Learning to Generate Stylized Handwritten Text via a Unified Representation of Style, Content, and Noise
Abstract
Handwritten Text Generation (HTG) seeks to synthesize realistic and personalized handwriting by modeling stylistic and structural traits. While recent diffusion-based approaches have advanced generation fidelity, they typically rely on auxiliary style or content encoders with handcrafted objectives, leading to complex training pipelines and limited interaction across factors. In this work, we present InkSpire, a diffusion transformer based model that unifies style, content, and noise within a shared latent space.
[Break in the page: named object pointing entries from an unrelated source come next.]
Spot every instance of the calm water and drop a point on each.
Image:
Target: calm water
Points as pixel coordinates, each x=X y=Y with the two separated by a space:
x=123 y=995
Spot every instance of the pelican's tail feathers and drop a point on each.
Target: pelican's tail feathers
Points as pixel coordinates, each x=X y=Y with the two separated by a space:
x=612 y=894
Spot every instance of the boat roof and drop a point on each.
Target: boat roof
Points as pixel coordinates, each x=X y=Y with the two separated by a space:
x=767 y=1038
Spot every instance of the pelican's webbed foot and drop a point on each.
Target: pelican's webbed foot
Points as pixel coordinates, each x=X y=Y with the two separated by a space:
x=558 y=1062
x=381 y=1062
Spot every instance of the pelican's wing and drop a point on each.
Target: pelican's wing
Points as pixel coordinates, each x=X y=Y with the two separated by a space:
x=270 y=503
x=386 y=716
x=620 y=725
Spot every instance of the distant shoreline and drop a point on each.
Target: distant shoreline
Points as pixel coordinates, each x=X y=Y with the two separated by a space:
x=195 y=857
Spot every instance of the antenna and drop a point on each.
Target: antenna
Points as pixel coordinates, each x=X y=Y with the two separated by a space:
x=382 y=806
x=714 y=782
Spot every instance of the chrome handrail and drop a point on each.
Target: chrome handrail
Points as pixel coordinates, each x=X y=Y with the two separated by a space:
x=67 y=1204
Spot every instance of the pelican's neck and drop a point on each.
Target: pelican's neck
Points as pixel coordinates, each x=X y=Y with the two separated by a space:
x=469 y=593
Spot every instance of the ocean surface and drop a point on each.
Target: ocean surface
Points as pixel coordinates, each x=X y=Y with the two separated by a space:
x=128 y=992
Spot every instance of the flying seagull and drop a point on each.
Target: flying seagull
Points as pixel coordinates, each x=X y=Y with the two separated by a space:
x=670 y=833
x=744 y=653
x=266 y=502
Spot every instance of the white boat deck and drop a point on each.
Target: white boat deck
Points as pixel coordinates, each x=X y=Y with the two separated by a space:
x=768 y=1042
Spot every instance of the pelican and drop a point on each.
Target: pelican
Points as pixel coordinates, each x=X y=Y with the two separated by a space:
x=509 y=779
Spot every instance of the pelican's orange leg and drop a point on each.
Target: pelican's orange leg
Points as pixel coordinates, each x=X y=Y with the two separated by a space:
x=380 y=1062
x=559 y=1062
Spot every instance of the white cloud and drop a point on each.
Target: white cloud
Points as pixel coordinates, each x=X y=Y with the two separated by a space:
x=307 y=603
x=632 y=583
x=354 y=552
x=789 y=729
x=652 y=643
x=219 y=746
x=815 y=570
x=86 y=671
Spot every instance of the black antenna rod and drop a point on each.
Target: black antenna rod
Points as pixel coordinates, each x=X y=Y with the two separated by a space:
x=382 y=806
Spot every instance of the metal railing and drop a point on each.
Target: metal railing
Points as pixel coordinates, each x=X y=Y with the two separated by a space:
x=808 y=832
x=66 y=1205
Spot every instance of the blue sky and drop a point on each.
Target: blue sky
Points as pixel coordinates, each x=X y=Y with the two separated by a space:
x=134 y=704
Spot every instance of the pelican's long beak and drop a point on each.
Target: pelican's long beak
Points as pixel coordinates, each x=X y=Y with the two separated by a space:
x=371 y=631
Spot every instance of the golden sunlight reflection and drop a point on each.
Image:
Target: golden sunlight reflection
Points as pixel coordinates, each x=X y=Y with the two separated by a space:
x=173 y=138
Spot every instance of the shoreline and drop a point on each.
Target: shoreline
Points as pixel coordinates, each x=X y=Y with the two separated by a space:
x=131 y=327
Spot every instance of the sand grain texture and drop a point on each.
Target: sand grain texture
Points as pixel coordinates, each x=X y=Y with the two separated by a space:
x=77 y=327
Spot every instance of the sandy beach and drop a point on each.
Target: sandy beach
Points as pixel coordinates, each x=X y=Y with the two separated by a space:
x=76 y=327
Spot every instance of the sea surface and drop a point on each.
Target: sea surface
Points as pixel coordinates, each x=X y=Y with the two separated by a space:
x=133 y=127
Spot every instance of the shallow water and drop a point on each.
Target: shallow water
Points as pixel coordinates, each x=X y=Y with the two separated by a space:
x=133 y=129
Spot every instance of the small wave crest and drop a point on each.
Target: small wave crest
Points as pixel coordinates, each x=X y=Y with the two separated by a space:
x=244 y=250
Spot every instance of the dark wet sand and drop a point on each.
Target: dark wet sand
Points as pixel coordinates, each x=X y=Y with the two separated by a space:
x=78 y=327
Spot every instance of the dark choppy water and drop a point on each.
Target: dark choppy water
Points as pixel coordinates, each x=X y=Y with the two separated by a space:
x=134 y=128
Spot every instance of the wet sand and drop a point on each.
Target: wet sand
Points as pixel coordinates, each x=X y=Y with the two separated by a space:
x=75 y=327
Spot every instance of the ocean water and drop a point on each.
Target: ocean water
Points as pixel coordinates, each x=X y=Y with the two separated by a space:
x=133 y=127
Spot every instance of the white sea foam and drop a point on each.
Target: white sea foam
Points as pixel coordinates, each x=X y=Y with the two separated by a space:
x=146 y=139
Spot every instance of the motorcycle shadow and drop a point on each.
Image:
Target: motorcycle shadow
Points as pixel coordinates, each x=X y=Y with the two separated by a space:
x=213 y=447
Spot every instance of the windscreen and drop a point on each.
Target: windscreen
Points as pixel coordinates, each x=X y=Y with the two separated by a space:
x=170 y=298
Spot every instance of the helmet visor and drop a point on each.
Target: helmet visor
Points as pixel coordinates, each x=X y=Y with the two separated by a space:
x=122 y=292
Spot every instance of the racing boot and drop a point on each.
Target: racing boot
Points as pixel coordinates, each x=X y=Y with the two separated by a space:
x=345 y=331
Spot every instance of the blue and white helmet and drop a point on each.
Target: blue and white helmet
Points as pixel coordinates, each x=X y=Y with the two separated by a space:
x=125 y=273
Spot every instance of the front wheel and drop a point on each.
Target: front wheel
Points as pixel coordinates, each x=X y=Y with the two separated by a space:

By eliminating explicit encoders, InkSpire streamlines optimization while enabling richer feature interaction and stronger in-context generation. To further enhance flexibility, we introduce a multi-line masked infilling strategy that allows training directly on raw text-line images, together with a revised positional encoding that supports arbitrary-length multi-line synthesis and fine-grained character editing. Moreover, InkSpire is trained on a bilingual Chinese–English corpus, enabling a single model to handle both Chinese and English handwriting generation with high fidelity and stylistic diversity, thereby overcoming the need for language-specific systems. Extensive experiments on IAM and ICDAR2013 demonstrate that InkSpire achieves superior structural accuracy and stylistic diversity compared to prior state-of-the-art methods.